(1) Kentucky v. (16) Hampton
Time: 9:40 PM ET
Spread: KEN -34.5
Betting odds c/o Bookmaker
Never once in NCAA tournament history has a No. 16 seed taken down a No. 1, and with the Kentucky Wildcats sitting at a firm 34-0 this season, college basketball oddsmakers aren’t expecting the bottom seeded Hampton Pirates to have much of an impact on that ‘L’ column. Early college basketball odds showed the Wildcats as 34.5 point favorites in second round action of the Midwest region with the over/under set at 134.5.
Kentucky closed its season in strong fashion by sweeping through the SEC tournament. It added definitive punctuation by handing a 78-63 defeat to then-No. 21 Arkansas in the championship game, behind what may have been the best game of center Willie Cauley-Stein’s college career. He impacted the game tremendously on both ends of the court, eventually finishing with 15 points, 10 rebounds (3 offensive) and two blocks in 30 efficient minutes, even knocking down 5 of 6 from the line as a notoriously poor free throw shooter.

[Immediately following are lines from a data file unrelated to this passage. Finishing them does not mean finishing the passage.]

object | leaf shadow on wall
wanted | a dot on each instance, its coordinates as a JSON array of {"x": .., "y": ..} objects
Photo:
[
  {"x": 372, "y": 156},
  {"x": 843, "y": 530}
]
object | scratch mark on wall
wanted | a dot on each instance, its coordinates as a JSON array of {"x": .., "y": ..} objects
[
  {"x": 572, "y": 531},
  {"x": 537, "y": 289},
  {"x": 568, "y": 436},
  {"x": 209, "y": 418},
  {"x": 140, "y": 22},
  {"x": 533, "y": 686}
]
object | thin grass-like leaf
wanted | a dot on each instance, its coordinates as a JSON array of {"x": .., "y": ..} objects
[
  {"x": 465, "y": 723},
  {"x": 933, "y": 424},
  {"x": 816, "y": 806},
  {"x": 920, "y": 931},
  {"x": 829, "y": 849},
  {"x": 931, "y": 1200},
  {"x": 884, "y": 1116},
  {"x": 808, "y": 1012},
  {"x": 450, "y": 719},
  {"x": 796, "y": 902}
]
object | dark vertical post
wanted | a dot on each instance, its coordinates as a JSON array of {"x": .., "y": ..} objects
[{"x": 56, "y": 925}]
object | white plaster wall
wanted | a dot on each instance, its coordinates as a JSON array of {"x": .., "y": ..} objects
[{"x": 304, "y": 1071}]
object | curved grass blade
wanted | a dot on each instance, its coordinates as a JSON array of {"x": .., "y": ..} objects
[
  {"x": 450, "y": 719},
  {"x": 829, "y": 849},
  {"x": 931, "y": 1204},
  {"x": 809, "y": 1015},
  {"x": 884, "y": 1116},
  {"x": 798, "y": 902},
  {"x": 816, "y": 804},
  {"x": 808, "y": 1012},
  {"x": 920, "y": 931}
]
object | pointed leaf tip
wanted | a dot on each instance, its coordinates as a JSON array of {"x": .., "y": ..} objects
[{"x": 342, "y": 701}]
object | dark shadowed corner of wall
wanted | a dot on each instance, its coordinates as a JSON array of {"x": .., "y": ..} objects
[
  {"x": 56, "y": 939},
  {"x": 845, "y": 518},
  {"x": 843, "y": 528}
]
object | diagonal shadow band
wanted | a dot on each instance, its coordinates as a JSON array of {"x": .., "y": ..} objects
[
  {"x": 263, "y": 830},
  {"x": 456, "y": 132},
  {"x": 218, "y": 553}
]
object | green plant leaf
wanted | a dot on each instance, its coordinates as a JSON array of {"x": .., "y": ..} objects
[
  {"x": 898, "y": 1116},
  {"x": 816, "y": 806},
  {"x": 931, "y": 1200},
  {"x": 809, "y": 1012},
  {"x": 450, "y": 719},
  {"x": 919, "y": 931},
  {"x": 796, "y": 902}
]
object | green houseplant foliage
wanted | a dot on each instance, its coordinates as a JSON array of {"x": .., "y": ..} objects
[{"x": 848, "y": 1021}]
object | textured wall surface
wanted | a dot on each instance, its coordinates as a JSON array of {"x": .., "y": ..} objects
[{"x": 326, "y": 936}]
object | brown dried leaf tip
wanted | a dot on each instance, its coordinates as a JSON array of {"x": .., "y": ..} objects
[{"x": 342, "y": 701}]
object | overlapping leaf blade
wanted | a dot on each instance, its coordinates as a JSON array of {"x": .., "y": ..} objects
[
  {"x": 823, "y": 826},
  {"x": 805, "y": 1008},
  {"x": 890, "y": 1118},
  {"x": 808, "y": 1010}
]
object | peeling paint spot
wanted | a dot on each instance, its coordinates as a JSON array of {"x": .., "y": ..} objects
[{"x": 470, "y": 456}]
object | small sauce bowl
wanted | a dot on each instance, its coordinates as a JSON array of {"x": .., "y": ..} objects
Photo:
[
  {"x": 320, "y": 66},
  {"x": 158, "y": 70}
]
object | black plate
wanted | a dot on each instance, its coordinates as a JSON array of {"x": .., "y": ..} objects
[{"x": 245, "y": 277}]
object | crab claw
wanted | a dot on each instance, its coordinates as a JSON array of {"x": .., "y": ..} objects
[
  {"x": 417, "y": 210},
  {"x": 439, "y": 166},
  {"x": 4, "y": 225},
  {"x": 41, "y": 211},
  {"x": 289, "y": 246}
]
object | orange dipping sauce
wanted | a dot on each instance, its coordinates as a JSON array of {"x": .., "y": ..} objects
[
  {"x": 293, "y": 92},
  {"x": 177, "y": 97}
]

The seven-footer is expected to be a high first round pick in the 2015 NBA draft and will be looking to solidify his draft position in this tournament.
But Cauley-Stein is hardly the only Wildcat with something at stake here.
Starting big man Karl-Anthony Towns is now projected to go No. 1 or No. 2 overall in June, and the talented freshman has been quietly dominant, if such a juxtaposition can be laced. In 19 minutes in the win over the Razorbacks, he shot 3 of 5 for eight points, four rebounds and two blocks. Defensively is where Towns may shine initially in the NBA, and opponents in this tournament are going to have a tough time penetrating the interior of the Wildcats’ defense.
Moreover, the Harrison twins, Andrew and Aaron, are both good tempo controlling guards who bring stability and control to this team, that should help the Wildcats avoid fizzling out against teams with dominant guard play.
It can be expected Coach John Calipari will begin now to tighten the rotation of a deep squad he has distributed the minutes to evenly all season. In the SEC championship game, only two Wildcats came off the bench to see significant action, and the bench produced just nine points on six field goal attempts. Trey Lyles, the Harrisons, Cauley-Stein and Towns are due to carry this team, though the depth can certainly come in handy in the event of either injuries or foul trouble.
None of that should matter against weaker opponents, and most especially not against No. 16 seeded Hampton, but it will be vital as the tournament winds to its close. It also may give Cal the luxury of resting some of his stars during games that are likely in the Wildcats’ control.
Hampton finished the season 17-17 with an 8-8 record in the MEAC. The team ranked near the bottom of the NCAA in both assists per game and field goal percentage, so it is a very inefficient offense that will have trouble functioning against a premier defense like Kentucky’s. While typically, there is an element of low seeds competing for one half of basketball, it’s tough to imagine Hampton even doing that. The Pirates feature a starting lineup with all members averaging about or more than 10 points per game, but has no standout talents.
The status of leading scorer guard Dwight Meikle will make the difference in whether or not the Pirates can cover the spread. He’s leading the team in both rebounding and scoring, but is nursing a bum ankle. It’s hard not to imagine him appearing in his only chance to be a member of an NCAA tournament team (most likely?), but without Meikle this could be a 50-point blowout instead of one to the tune of 35-40 points. In the end, though, will anyone even care?